On our own doorstep, activism is turning to ESG themes-environmental stewardship, social justice, transparent governance, with proxy fights rising 20-25% in blue-chip companies. Analogies are plentiful to bring this alive. Shareholder activism is like a diligent gardener, pruning excesses to promote growth-necessary, but overaggressive pruning can inhibit the plant. Or imagine it as India’s democratic election: a Himalayan hamlet may shape national policy with one vote, just as one share tips company strategy. In GKB’s instance, Kalra’s gust of wind underlines genuine concerns such as margin squeezes and geopolitical challenges, but a balanced perspective also praises Mr. Gupta’s grit in keeping exports and jobs going during inflationary waves and supply bottlenecks. Activism succeeds as a dialogue, not a duel. History’s lessons enforce this balance.
The 2009 dispute between the Ambani brothers over Reliance’s gas holdings made AGMs media spectacle, eroding investor confidence. Studies validate activism’s long-term profit increase but caution against short-term anxiety if mismanaged. Ethical activism, fact-based, with respect, that eschews fireworks works. Pre-AGM dialogues, stakeholder committees, and open reporting can turn potential fireworks into constructive exchanges.
For Jammu and Kashmir’s enterprising investors and entrepreneurs, this is not just entertainment; it’s a blueprint for empowerment. In our region’s special economic context, technologies such as e-voting and virtual AGMs present active engagement opportunities. Explore annual reports, vote with knowledge, sit in on meetings, it’s how we co-author corporate achievement.

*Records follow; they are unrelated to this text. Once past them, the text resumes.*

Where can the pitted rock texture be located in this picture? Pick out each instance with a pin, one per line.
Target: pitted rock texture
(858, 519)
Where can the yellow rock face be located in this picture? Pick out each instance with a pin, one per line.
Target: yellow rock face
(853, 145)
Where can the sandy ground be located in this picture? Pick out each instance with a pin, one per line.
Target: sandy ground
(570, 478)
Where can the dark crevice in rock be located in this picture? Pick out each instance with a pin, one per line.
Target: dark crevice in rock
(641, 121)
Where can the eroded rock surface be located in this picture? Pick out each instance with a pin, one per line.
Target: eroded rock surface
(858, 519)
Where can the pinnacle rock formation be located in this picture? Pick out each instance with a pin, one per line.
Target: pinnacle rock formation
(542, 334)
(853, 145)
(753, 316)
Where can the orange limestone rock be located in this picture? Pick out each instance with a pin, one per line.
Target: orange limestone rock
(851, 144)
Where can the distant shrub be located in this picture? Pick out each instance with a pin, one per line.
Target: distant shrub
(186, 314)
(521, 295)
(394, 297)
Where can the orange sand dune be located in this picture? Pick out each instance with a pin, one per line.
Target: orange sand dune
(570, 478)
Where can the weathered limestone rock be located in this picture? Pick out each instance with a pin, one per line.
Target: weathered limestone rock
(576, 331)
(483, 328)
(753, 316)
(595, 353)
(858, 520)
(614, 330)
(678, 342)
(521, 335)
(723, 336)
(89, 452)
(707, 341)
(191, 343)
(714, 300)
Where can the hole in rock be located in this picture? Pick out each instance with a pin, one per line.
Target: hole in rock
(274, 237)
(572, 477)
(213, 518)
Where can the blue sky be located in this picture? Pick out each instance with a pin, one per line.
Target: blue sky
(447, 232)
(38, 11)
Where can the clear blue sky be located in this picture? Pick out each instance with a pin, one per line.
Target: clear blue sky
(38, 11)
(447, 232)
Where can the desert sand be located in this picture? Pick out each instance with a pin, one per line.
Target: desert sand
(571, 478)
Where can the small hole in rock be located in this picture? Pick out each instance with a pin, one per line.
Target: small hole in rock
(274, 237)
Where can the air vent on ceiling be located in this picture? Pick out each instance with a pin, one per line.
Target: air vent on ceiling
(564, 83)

Ultimately, the GKB “one-share opera” is a lighthearted interlude in the symphony of India’s governance, and not a finale. It tickles as it teaches: management innovate, shareholders vigilate, and the system balances everything. While we laugh at the absurdity, a small stake hogging the limelight, let us celebrate the harmony it creates to ensure corporate India sings all the right notes for years to come.
Mirza Mohammad Idrees ul Haq Beigh is an Engineer, IP strategist, registered with Indian institute of corporate affairs as an Independent director.